As part of the dialog with Sherry W at Intentional Disciples and in response to a request from Amber in the "Where Are You From?" comment box, I thought I would offer some personal reflections on Catholic & Orthodox ecumenical relations. Though in many ways the tense between our two Churches has decreased--but we still have far to go.
While not underestimating the importance of formal ecumenical discussions, I think we also need to try and find some common spiritual ground. For me at least, that common ground can be found in the sacraments common to each tradition.
The Roman Catholic and Orthodox Churches both formally acknowledge the validity of each other’s sacrament. But this raises a question: In accepting each other’s sacraments are we also willing to accept each other’s prophetic witness, especially in those moments when that witness contradicts are own personal and/or ecclesiological desires and interests?
We live in an age when, for better and worse, people are free to move between religious traditions, or even to abandon any and all semblances of religious life. Specifically that means that Roman Catholics can become Orthodox Christians and Orthodox can become Catholic and there’s nothing either community can do to prevent the transfer of its members to the other community.
While the question of conversion is often phrased in terms of the freedom of an individual’s conscience, this misses what I think is the larger issue: Conversion, or actually more specifically, reception, is not primarily a personal action. Reception is the communal affirmation of the life that God has called this person to live. Yes, I might feel drawn to become Orthodox or Roman Catholic, but it is the Church (Catholic or Orthodox) that must first discern, and then confirm, that it is God Who is calling me to become Orthodox or Catholic.

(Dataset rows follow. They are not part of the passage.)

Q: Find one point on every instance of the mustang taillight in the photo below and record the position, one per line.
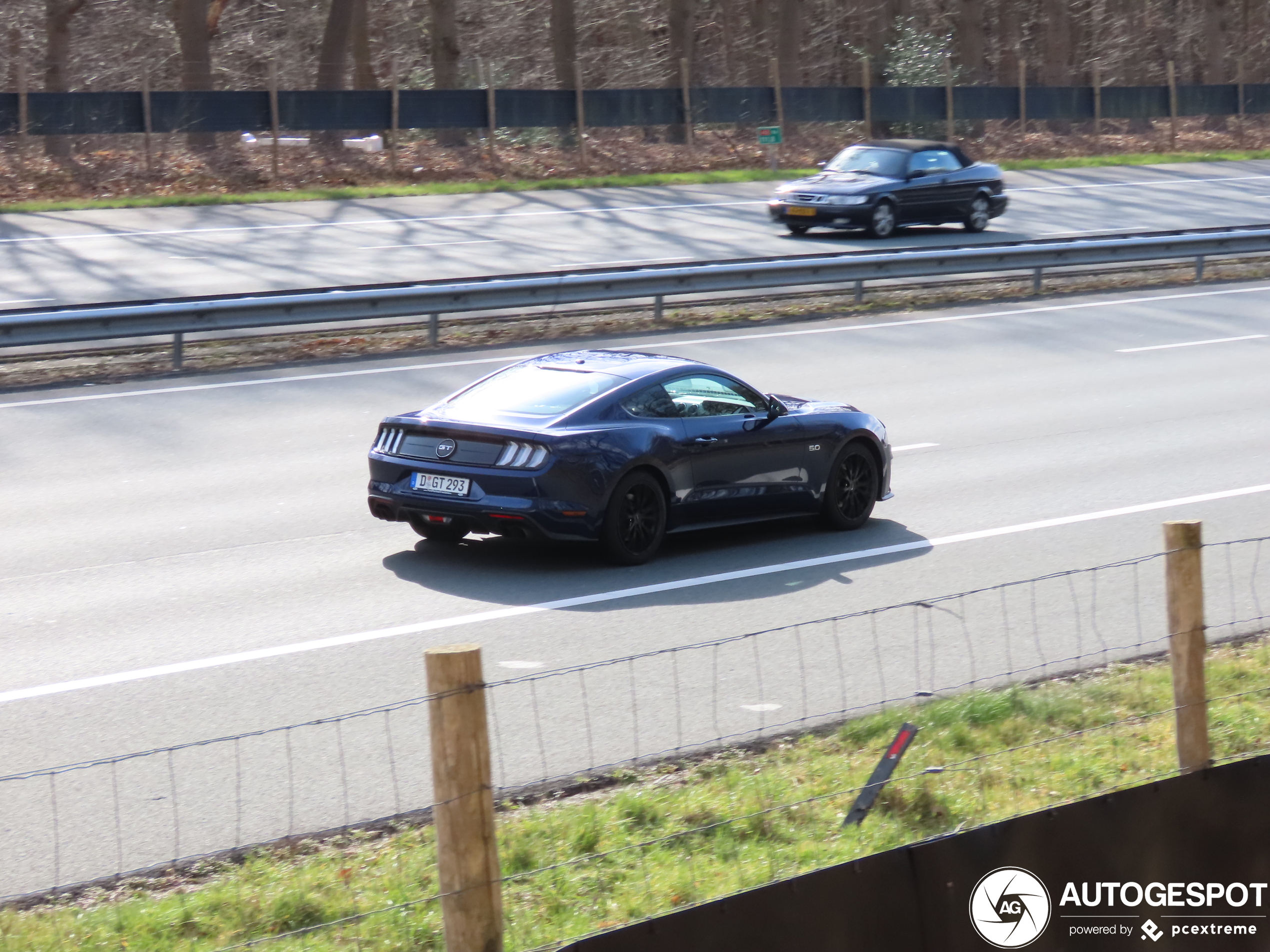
(389, 441)
(522, 455)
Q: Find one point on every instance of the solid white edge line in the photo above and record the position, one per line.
(372, 222)
(1189, 343)
(340, 640)
(668, 343)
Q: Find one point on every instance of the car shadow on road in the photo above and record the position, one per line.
(494, 570)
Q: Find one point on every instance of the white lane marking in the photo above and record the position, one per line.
(375, 222)
(668, 343)
(264, 380)
(632, 260)
(1189, 343)
(600, 597)
(1138, 184)
(1090, 231)
(430, 244)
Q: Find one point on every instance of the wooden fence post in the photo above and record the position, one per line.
(1022, 97)
(1172, 108)
(949, 125)
(396, 118)
(866, 89)
(472, 901)
(23, 113)
(580, 108)
(1186, 592)
(1098, 102)
(146, 117)
(688, 100)
(274, 114)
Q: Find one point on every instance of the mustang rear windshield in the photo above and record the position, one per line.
(538, 391)
(890, 163)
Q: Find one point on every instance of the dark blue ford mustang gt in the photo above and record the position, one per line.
(622, 447)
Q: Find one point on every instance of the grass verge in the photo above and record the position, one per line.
(676, 178)
(688, 832)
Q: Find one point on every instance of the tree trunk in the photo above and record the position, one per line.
(681, 22)
(190, 18)
(968, 33)
(58, 23)
(445, 60)
(364, 66)
(333, 61)
(789, 37)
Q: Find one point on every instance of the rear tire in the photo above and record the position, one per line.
(636, 521)
(882, 222)
(852, 488)
(978, 216)
(444, 534)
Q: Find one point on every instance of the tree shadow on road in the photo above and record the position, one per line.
(494, 570)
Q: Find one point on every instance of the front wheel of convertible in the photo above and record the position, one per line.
(636, 521)
(852, 488)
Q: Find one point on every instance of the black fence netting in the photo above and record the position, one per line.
(233, 111)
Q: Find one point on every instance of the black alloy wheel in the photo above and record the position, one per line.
(450, 534)
(852, 488)
(977, 219)
(636, 521)
(882, 224)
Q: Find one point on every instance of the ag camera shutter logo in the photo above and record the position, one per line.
(1010, 908)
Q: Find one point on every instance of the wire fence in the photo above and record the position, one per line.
(696, 711)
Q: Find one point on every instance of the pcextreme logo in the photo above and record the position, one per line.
(1010, 908)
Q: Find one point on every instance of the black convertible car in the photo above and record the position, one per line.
(622, 447)
(890, 182)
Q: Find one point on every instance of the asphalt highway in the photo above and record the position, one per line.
(136, 254)
(194, 559)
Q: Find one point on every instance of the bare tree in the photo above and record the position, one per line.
(190, 18)
(58, 27)
(445, 59)
(681, 17)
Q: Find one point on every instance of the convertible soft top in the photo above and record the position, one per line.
(920, 145)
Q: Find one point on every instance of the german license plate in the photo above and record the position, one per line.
(432, 483)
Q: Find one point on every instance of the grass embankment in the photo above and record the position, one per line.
(602, 879)
(680, 178)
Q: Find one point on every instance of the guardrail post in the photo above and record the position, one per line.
(472, 898)
(1186, 584)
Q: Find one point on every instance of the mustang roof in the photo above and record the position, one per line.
(632, 365)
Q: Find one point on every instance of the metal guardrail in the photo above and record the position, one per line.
(182, 316)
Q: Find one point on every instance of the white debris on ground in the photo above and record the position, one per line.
(370, 144)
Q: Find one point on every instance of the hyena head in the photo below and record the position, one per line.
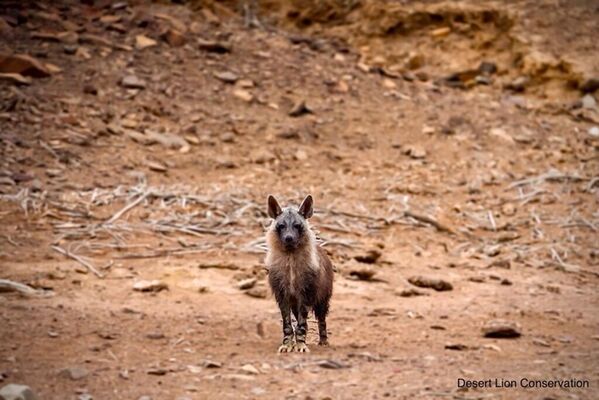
(290, 227)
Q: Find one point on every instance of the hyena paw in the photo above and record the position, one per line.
(286, 347)
(301, 347)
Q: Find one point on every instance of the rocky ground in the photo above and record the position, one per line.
(451, 148)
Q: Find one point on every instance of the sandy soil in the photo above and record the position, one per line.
(484, 187)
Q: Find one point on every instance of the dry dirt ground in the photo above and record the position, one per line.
(148, 153)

Because the Christian Church is a prophetic community, it is also necessarily a sacramental tradition. Eastern Orthodox and Roman Catholics all understand (or should understand), that sacraments are first and foremost divine actions. It is God
Who adopts us in baptism,
Who forgives our sins at confession,
Who feeds us on His Body and Blood at Holy Communion,
Who unites us as husband and wife in marriage and
Who sets us aside as deacons, priests and bishops in holy orders.
Yes, our freedom is actively involved in all of these actions, but as a response to the divine initiative. Human freedom is not the “cause” of the grace revealed in the sacrament.
To put it more simply, it is God Who makes Christians, the Eucharist, husbands and wives, deacons, priests and bishops; it is the Church who assents—who says “Amen”—to that which God has done.
In the main, both the Orthodox and Catholic Churches acknowledge the validity of each other’s sacraments. What this rather dry and legalistic language means is that each Church acknowledges that God acts the same way in the life of both Churches AND we each acknowledge that, like ourselves, the other Church responds rightly to God’s action.
To put things a bit more provocatively: In acknowledging the validity of the other’s sacraments, the Catholic and Orthodox Churches see not only themselves but each other as prophetic communities who are able not only hear, but obey, the Word of God.
Our arguments about the validity of each other’s sacraments, our objections to the receptions of each other’s faithful and clergy to say nothing about our posturing over jurisdictional boundaries, all reflect an unwillingness to accept in full the prophetic nature and vocation of the other community. If we accept the validity of each other’s sacraments, are we not also, by that very acceptance also acknowledging and accepting the prophetic witness of the Church who celebrates those sacraments?
God is not bound by human desires, even if those desires are the desires of Christians. As we read in the prophet Isaiah:
For my thoughts are not your thoughts, neither are your ways my ways, saith the LORD. For as the heavens are higher than the earth, so are my ways higher than your ways, and my thoughts than your thoughts. (Is 55.8-9)
While I would not minimize the importance of such discussions, I would also suggest that our arguments about sacramental validity, reception of each others faithful and clergy and our respective jurisdictional privileges, all reflect the need of both communities to imitate the people of Nineveh who
believed God, and proclaimed a fast, and put on sackcloth, from the greatest of them even to the least of them. For word came unto the king of Nineveh, and he arose from his throne, and he laid his robe from him, and covered him with sackcloth, and sat in ashes. And he caused it to be proclaimed and published through Nineveh by the decree of the king and his nobles, saying, “Let neither man nor beast, herd nor flock, taste any thing: let them not feed, nor drink water: But let man and beast be covered with sackcloth, and cry mightily unto God: yea, let them turn every one from his evil way, and from the violence that is in their hands. Who can tell if God will turn and repent, and turn away from his fierce anger, that we perish not?” (Jonah 3.5-9)
It is I think almost unbearable ironic that of all the things that unite us, it is our lack of faith and trust in the work of God in the life of the other Church in which we seem closest. Certainly we can attempt to adjudicate blame, though I have yet to see any family conflict where that was effective. Free of the desire to blame how can we not acknowledge that our divisions reflect our mutual lack of faith?